Friday, July 23, 2010

Focus

At Jodo keiko the other day, I was practicing with one of the senior students. He is an extremely kind and considerate guy, but when it comes to practice, he is pretty intense.
Some jodo groups are quite "friendly" (meaning they seem to take into account the fact that different people have different goals when it comes to martial arts) whereas other groups are more traditional - if you don't bring 100% intensity to practice, then maybe jodo isn't for you. I think our dojo is mid-range, although a bit towards the "friendly" end. This senior student used to practice at a dojo that was further towards the "traditional" end, and he brings a severity to practice that is good, I think.
I hadn't seen him at practice for a few weeks. I guess he had been busy with work, and it seemed like he was trying to make up for lost time. His movements were very sharp, fast, and strong. We were practicing Ran-Ai at the time, and I was on the tachi side. I had just been kuritsuke-ed when one of the Sensei, who was watching from the sidelines, called out, "Jeff, your hands are wrong!" I looked over at the Sensei, to try and get more information about what I was doing wrong. But my partner didn't slow down. Instead, he attacked me with more vigor.
"Don't take your eyes off your partner!" he growled. I barely blocked his strike, and stumbled backwards, off-balance. "Ignore what's going on in the dojo!" He attacked again, pulling his strike at the last possible instant in a way that let me know that he could have brained me but chose not to. "That's how people end up getting HURT!" Attack, block, counter-attack, avoid. He was getting more intense as we went along. I had recovered a bit of balance and realized with full clarity that he was totally right, and that by momentarily taking my attention off of him, I was doing him a terrible disservice as my practice partner.
The kata continued to the end. The jo side threatens the tachi side with a large strike. I barely avoided this by tucking my arm under my chin, and jumped back as the tip of the jo whipped past my face. He waited with his jo low, inviting a head-strike. I cut down, and he bashed the bokuto to the side so firmly that I almost lost my hold on it. Then, he finished the kata by hitting me in the suigetsu, harder, I think, than I have ever been hit before.
I had been thoroughly beaten up, but he was totally right. When we practice with our betters, not only are we at their mercy, but we are asking them to teach us. We owe it to them to give them our full attention and respect.
We returned to our starting positions. "Again!" We went through the kata again. It is a long kata (for jodo) and by the end I was panting. "Again!" We ended up doing the kata about 5 times, and I was only saved when the top Sensei said, "Alright everybody, let's take a break. Or else Jeff is going to die, I think."
I bowed deeply to my partner. He was panting and sweating profusely, too. He smiled and said, "Good practice. Remember, don't ever let your attention wander when you're practicing. This is Budo." I think I learned my lesson.

3 Comments:

Blogger Jeff said...

Just to comment on my own post (kind of a cheesy thing to do, I know, but it beats editing the original) ...
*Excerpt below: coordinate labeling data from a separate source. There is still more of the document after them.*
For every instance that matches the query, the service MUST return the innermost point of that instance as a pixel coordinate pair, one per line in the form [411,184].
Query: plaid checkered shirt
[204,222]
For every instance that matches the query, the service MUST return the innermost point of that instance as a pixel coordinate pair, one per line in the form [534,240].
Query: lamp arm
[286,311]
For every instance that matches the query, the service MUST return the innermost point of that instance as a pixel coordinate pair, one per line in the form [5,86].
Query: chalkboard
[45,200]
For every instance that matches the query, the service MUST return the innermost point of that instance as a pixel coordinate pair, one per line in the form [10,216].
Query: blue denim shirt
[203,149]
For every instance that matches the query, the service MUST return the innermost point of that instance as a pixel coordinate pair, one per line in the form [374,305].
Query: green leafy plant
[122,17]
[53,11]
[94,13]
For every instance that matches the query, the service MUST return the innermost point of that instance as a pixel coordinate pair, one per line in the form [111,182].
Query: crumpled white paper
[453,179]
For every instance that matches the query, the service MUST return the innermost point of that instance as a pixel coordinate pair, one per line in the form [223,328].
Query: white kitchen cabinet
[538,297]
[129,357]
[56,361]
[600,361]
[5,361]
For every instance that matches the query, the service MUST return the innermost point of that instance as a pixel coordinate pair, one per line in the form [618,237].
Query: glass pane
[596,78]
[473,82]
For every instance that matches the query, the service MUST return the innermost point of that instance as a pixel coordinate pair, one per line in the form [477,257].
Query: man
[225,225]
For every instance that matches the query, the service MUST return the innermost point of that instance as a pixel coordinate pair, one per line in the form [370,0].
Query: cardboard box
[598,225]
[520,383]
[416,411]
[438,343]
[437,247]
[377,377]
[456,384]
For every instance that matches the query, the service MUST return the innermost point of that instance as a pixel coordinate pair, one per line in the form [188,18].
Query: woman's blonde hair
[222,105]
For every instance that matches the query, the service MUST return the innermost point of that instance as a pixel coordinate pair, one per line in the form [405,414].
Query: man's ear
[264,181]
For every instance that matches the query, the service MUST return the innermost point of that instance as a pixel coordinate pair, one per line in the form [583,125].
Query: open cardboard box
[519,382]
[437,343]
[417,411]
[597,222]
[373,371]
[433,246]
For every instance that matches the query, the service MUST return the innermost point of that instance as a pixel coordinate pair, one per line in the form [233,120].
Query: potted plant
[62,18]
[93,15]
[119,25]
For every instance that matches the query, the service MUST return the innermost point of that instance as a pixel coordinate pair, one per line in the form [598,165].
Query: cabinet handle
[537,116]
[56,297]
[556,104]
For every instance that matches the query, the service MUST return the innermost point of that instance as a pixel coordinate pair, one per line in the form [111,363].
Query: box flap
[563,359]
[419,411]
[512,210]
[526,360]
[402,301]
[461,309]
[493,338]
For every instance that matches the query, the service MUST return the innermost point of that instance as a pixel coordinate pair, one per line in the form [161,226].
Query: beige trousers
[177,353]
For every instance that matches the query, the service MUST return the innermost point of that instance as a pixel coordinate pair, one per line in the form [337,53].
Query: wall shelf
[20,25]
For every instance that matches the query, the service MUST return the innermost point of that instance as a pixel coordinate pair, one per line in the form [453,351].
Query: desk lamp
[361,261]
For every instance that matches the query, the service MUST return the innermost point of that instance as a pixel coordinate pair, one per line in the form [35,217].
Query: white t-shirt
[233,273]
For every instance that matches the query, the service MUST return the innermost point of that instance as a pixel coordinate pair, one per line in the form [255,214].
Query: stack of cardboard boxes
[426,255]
One of the good things about Jodo (and about kendo, as well) is that you work with other people. You need to form good relationships with your practice partners, and show respect to everyone, not just your Sensei. Even if you hold a certain rank, you need to be courteous and respectful to people below your rank, not only because it's "the right thing to do" but also because they might just be technically better than you, and they could really show you up when you practice together.
On the other hand, one of the problems with iaido, I think, is that many people feel that their only obligation is to show respect to their Sensei. They walk around in a cloud, ignoring their peers, but then flip a switch and act very polite and deferential to their higher-ups. This is because, when you get right down to it, there is no real need for politeness between people in iai, as there is not usually any interaction. I've met quite a few people like this in Japan and at home, and heard similar sentiments by other people who practice iai alongside some other partnered martial art.

11:42 PM  
Anonymous Jack Bieler said...

Also, Jeff, in Iaido your classmate cannot "accidentally" crack the hell out of you if they happen to be pissed off! Or feel the need to send a message, or take you down a notch. You have a very good point about partner practice vs solo, and psychological and social effects thereof!

I also agree with your points about koryu overload and jealousy. Jodo, Iaido and some basically unrelated taijutsu like Aikido is plenty for anyone. Me anyway. I have a small conflict because I practice ZNIR MJER (10+ years with seniors and teachers in & out of Japan), and my Jodo seniors are all ZNKR MSR guys. Top guy is very open-minded and sees the value in all, but I can't really do iai with my jodo colleagues. However the relationships are established and it is probably not practical for anyone short of Nakayama Hakudo to practice both styles.

7:38 AM  
Anonymous Jack Bieler said...

"An armed society is a polite society."